A stone of mass m is attached to a stong string and whirled in a vertical circle of radius R. At the exact top of the path, the tenstion in the string is three times the stone's weight.
At this point the stone's speed is...A.) 2Sqrt(gR) B.) Sqrt(2gR) C. 3Sqrt(gR) or D. Sqrt(3gR)
I thought the answer was B but the answer is A. How is this so?

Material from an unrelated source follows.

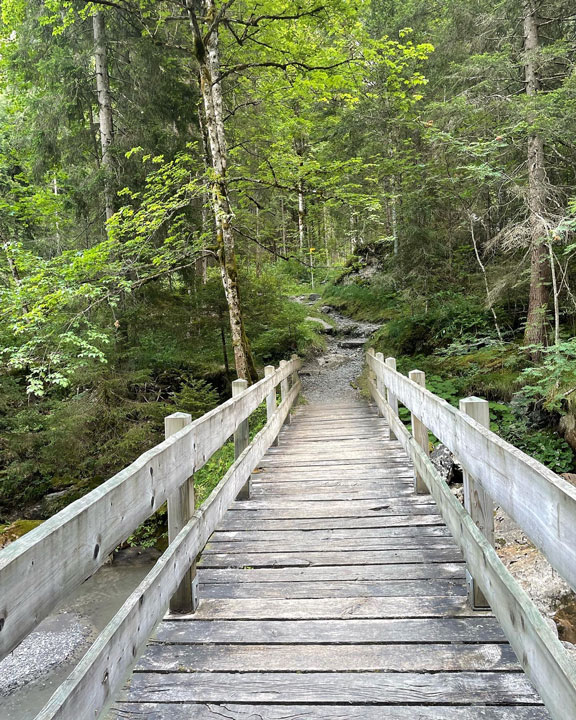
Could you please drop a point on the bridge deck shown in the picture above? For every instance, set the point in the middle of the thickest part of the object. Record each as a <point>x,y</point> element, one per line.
<point>333,593</point>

2007-02-25 12:21:11 · 2 answers · asked by megwiz12 2 in Science & Mathematics ➔ Physics
Draw the force diagram on the stone at the top of the path ─ two forces act on the stone, its weight Fg = m x g and the string force, the tension Ft, which is three times the stone's weight, so Ft = 3 x Fg = 3m x g. Both forces act toward the centre of the circle and their resultant is called a centripetal force. According to the second Newton's law, the centripetal force equals:
Fc = m x a, where a is the centripetal acceleration a = sqr(v) / r.
We can write:
Fc = Fg + Ft = m x g + 3m x g = 4m x g and
Fc = m x sqr(v) / r = 4m x g
m is cancelled out of the equation, then we can find the speed:
sqr(v) / r = 4g
sqr(v) = 4gr
and
v = sqrt(4gr) = 2 x sqrt(gr), since sqrt(4) = 2
This is the answer A.
2007-02-25 12:35:56 · answer #1 · answered by Dorian36 4 · 0⤊ 0⤋
Upward force from rotation = mV²/R
Downward force from gravity = mg
Problem statement: mV²/R - mg = 3mg
Solve for V and you get answer A)
2007-02-25 20:33:43 · answer #2 · answered by Steve 7 · 0⤊ 0⤋